European Union confirmed external loans for infrastructure

European Union confirmed external loans for infrastructure

According to the President of the European Commission, Ursula von der Leyen, the funds will be used to finance clean investments from an environmental perspective, without endangering the sovereignty of the recipient states.

From a pragmatic perspective, the EU’s positioning is seen as a geostrategic response to other powers, particularly to the international advance of China’s New Silk Road initiatives.

“The goal of Global Gateway is to empower countries to vote better. Because for many countries around the world, investment opportunities are not only limited, they also all come with a lot of fine print and very high costs,” claimed von der Leyen.
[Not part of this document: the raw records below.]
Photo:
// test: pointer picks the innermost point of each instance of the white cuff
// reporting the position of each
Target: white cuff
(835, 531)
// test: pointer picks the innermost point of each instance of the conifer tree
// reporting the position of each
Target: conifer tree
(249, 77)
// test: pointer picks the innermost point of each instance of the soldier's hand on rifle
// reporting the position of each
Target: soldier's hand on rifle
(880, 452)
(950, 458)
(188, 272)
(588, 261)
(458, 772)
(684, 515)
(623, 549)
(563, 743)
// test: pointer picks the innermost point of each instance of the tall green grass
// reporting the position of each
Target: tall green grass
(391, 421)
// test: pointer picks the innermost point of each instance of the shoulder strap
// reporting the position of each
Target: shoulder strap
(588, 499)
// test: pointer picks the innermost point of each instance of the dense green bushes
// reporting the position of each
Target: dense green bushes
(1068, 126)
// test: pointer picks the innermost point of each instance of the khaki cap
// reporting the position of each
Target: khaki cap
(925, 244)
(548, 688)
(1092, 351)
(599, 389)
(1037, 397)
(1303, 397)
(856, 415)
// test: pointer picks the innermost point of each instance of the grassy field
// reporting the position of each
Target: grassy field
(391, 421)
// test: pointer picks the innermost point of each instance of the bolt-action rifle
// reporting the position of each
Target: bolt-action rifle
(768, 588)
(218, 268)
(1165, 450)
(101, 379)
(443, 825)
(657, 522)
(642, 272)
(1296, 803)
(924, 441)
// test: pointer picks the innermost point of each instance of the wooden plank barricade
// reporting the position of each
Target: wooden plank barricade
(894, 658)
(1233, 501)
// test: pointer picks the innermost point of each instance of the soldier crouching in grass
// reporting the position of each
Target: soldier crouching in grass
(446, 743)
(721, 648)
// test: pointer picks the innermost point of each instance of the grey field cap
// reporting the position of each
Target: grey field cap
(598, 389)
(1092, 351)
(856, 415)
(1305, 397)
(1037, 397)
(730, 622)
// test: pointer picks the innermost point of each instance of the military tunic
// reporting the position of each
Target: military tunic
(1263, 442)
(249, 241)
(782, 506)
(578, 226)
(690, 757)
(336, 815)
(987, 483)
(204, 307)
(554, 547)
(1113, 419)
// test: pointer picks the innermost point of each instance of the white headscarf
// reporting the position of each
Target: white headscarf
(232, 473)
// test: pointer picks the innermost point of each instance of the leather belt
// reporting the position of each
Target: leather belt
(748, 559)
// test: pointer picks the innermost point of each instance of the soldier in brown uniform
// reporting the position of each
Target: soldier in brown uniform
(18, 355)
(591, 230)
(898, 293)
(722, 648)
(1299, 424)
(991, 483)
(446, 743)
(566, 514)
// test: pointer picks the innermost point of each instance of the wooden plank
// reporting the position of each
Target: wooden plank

No country, he acknowledged, should face a situation where the only way to finance its essential infrastructure is to sell its future.

“Global Gateway is big enough to make a difference. And, just as importantly, it establishes a new approach to large infrastructure projects,” he commented.

According to him, the plan supported projects to produce vaccines, install solar and wind farms, and lay fiber optic cables under the Black Sea to Georgia and Central Asia, or connect railway and power networks in the Western Balkans, Moldova and Ukraine.

In addition, there will be “announcements and signatures worth hundreds of millions of euros” in the next 24 hours, the official announced.

Since Global Gateway was founded in 2021, the EU has already made financial commitments of 66 billion euros in various projects, almost half of them through grants; All of this is due to the bloc’s budget, without taking into account the efforts of member states and private financing, he explained.

Currently, he explained, strategic economic corridors are being established in southern Africa to connect the Atlantic and Indian Oceans.